ご存知のようにCO-Hbの影響,サンプリング位置の上方へのシフト(early sample),SVにおける死腔の混入は,いずれもDLco値を低下させる要因です。低下させる要因が存在しているにもかかわらず,該当論文では「DLcoとDLco'は標準法とWV 500~300 mLまでの減量では有意差を認めなかった」という結果が得られています。つまり,ガス拡散測定の正確性に直接影響を及ぼす要因を含んでおり正確な値(真値)ではないが,臨床に応用できる値なのではと判断しました。

 機器取扱説明書に記載されている文面の記載

冒頭部分の記載「呼吸機能検査機器メーカーであるチェスト社が推奨し,かつ機器取扱説明書に記載されているWVについての文面の記載もありませんでしたので,その点についての意見も頂きたい」のご指摘ですが,私はチェスト社ではなく他社の呼吸機能測定装置を用いてDLco検査を行っておりました。よってチェスト社の機器取扱説明書に精通しておらず,著者に対して「記載がない」との指摘ができませんでした。この点について編集部を通じてお聞きしたところ著者からは「機器の取扱説明書を確認しましたが,WVについての文面の記載はありませんでした。」との回答を得ております。
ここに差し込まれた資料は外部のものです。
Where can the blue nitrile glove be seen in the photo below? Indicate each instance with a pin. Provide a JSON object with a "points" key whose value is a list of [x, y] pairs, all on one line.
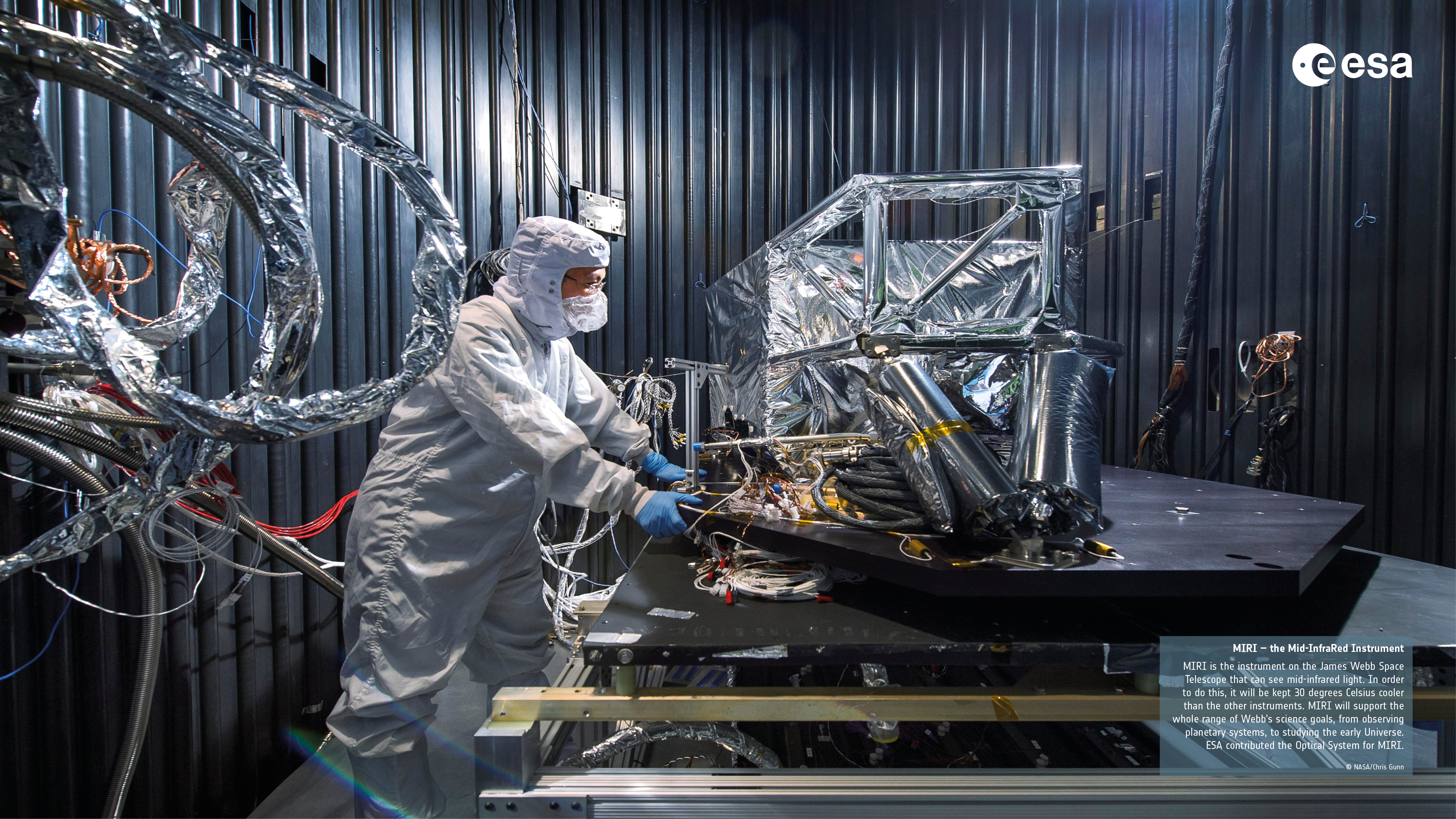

最後になりますが,該当論文の文献4)は健常者と患者209名を対象として標準法(WV 750 mL・SV 1,000 mL)と減量法(WV 300 mL・SV 700 mL)を比較,文献5)は健常者20名を対象としてWV 750 mLから500 mL,400 mL,300 mL,200 mL,150 mL,0 mLと減量し,測定間隔は15分で比較検討を行い,ともにSV 300 mLの有用性を結論にしています。この2つの文献はいずれも抄録(1990年代)であります。該当論文における連続測定やWV 300 mLの結果は,DLco検査の定論と相対し驚かされる内容です。「論文」という形で報告するという点においても意味があったと考えております。

文献
  • *1)   Spicer  WS et al.: Diffusing capacity and blood flow in different regions of the lung. J Appl Physiol, 1962; 17: 587–595.
  • *2)   大久保  輝男,他:肺機能検査TODAY(肺拡散能力).Medical Technology, 1998; 26: 654–660.
  • *3)   宮澤  義,他:肺拡散能力測定の再現性に及ぼすCO-Hbの影響.臨床検査技師年報,1990; 213–215.
  • *4)  日本臨床衛生検査技師会ライブラリー:呼吸機能検査の実際,2009.
  • *5)  福地 義之助(監訳):肺機能検査―呼吸生理から臨床応用まで,メディカル・サイエンス・インターナショナル,東京,2004.